Pensare che questa riforma della giustizia sia la soluzione al problema del suo funzionamento è cervellotico
di Leonardo Botta
Cos’hanno in comune Giovanni Falcone, Paolo Borsellino, Rocco Chinnici, Rosario Livatino e Antonino Saetta? Com’è tristemente noto, furono magistrati barbaramente trucidati da Cosa Nostra. Ma non è l’unica caratteristica che accomuna questi eroi della lotta alla criminalità organizzata: tutti loro sono stati, nella loro carriera professionale, sia giudici che pubblici ministeri, sapendo ricercare giustizia e verità da qualunque posizione essi assumessero, fosse essa inquirente o giudicante. Una condizione che, se passasse questa riforma della magistratura voluta dal governo Meloni e dalla maggioranza parlamentare (e avallata anche da qualche partito di opposizione), verrebbe definitivamente superata (già al momento, nella gran parte dei casi, lo è già).
E sapete qual è, in Italia, la percentuale di condanne per reati dei “colletti bianchi” (corruzione, frode, peculato, truffa, appropriazione indebita, traffico d’influenze ecc.) rispetto al totale? Meno dell’1%, mentre la media in Europa supera il 6% (in Germania siamo addirittura al 13). Eppure l’Italia è una nazione in cui la corruzione permea fortemente la società (lo dimostrano indici come il Golden-Picci, che misura il costo delle opere pubbliche rispetto ad altri paesi).
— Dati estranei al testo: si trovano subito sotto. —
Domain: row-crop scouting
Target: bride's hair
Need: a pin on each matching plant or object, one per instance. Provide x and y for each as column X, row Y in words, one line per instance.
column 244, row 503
Riporto queste due circostanze perché rifletto su alcune questioni in vista del referendum a cui saremo chiamati a esprimerci in primavera su questa riforma. La magistratura ha commesso molti errori, molti ne commette e continuerà a commetterne (immaginare che tra novemila magistrati in servizio non esistano persone che facciano male il proprio lavoro o, peggio ancora, corrotti e mele marce, è pia illusione). Ma pensare che la soluzione del problema del funzionamento della giustizia nel nostro paese sia questa riforma (che scomoda addirittura la Costituzione), mentre si introducono reati come quello di rave party abusivo o di manifestazione non autorizzata e nello stesso tempo si depenalizza l’abuso d’ufficio e si limitano le intercettazioni telefoniche, a me pare cervellotico.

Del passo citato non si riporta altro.